Two different doses of the IV drug were chosen to take forward in phase 2 trials: 8,600 ng × h/mL and 13,000 ng × h/mL. The normal dose of tigecycline is 4,700 mg × h/mL.

"Better exposure [than tigecycline] leads to better efficacy, particularly against Gram-negative organisms that have a high MIC90," Dr. Sutcliffe explained.

She added that an oral phase 1 single-ascending-dose study (not ready in time for ICAAC) demonstrated area under the curves consistent with therapeutic coverage, offering potential for IV to oral step-down treatment with TP-434, which will be a major advantage for this drug.

"Instead of 14 days in the hospital for a serious intra-abdominal, skin, or pneumonia infection, patients can be sent home earlier on an oral medication. No other broad-spectrum antibiotic for this use has an oral formulation, except the fluoroquinolones, which have been plagued by resistance," she said.

Caution Advised; Results Are Preliminary

"This drug looks good on paper," said Karen Bush, PhD, adjunct professor of biology at Indiana University in Bloomington. "Safety will be the biggest issue, as a safety concern has been raised with tigecycline."

If the clinical trials turn out to be positive, she added, this will be a drug that meets a serious medical need to hit resistant Gram-negative organisms, including those that produce New Delhi metallo-beta-lactamase 1 (NDM-1).

Medscape Medical News has published a number of reports recently on NDM-1, including a look at the contribution NDM-1 to antibiotic resistance.

Although promising, these data are very preliminary, cautioned Vance Fowler, MD, from Duke University in Durham, North Carolina.

"The data sound good, but communism sounds good too. These studies show proof of principle to take the drug to the next stages of development and confuse the issue with facts," Dr. Fowler stated somewhat facetiously.

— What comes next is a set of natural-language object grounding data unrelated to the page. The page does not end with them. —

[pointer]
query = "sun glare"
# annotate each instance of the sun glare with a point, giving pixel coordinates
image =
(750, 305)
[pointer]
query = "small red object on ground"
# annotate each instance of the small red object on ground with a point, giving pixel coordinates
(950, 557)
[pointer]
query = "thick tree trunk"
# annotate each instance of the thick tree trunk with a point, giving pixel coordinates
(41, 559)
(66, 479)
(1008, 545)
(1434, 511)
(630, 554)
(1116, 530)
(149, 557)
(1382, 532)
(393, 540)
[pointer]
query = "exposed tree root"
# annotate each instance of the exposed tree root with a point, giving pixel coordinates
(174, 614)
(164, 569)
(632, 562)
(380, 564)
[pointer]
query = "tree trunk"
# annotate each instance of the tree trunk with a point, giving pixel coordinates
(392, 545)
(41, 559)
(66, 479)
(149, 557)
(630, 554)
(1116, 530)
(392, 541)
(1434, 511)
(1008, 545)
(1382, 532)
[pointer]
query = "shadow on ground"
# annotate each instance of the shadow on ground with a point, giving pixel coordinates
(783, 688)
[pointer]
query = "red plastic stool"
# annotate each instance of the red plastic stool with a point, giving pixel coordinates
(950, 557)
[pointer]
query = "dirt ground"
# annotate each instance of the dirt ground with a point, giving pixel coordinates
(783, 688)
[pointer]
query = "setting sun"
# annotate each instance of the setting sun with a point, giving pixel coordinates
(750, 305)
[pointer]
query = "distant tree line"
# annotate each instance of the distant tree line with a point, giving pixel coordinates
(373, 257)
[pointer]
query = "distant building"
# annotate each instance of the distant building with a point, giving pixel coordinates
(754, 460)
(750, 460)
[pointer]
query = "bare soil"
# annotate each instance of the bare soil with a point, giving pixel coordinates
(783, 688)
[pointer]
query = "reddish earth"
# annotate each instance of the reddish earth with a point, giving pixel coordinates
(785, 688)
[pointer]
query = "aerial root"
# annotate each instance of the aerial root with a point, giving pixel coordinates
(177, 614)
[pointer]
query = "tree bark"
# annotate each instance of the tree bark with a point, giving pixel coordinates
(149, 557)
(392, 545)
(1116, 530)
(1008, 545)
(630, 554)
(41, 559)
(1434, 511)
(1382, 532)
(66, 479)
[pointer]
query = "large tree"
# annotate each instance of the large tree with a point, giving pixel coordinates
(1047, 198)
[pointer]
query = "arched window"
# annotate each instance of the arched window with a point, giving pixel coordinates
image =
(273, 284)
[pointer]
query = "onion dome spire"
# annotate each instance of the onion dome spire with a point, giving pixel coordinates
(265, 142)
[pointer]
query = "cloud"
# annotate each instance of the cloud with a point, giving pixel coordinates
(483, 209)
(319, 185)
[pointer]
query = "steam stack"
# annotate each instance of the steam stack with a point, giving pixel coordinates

Dr. Sutcliffe is an employee of Tetraphase, Inc. Dr. Bush reports financial ties with Johnson & Johnson, Wyeth (now Pfizer), BMS, Cubist, and Merck. Dr. Fowler reports receiving financial support from Astellas, Cubist, Merck, Theravance, Cerexa, Pfizer, Novartis, Inhibitex, Arpida, Targanta, Wyeth, Ortho-McNeil, Vertex Pharmaceuticals, Leo Pharmaceuticals, NovaDigm, The Medicines Company, Baxter Pharmaceuticals, Biosynexus, and Johnson & Johnson.

50th Interscience Conference on Antimicrobial Agents and Chemotherapy (ICAAC): Abstracts F1-2157 and F1-2158; presented September 12, 2010. Abstract A1-027; presented September 15, 2010.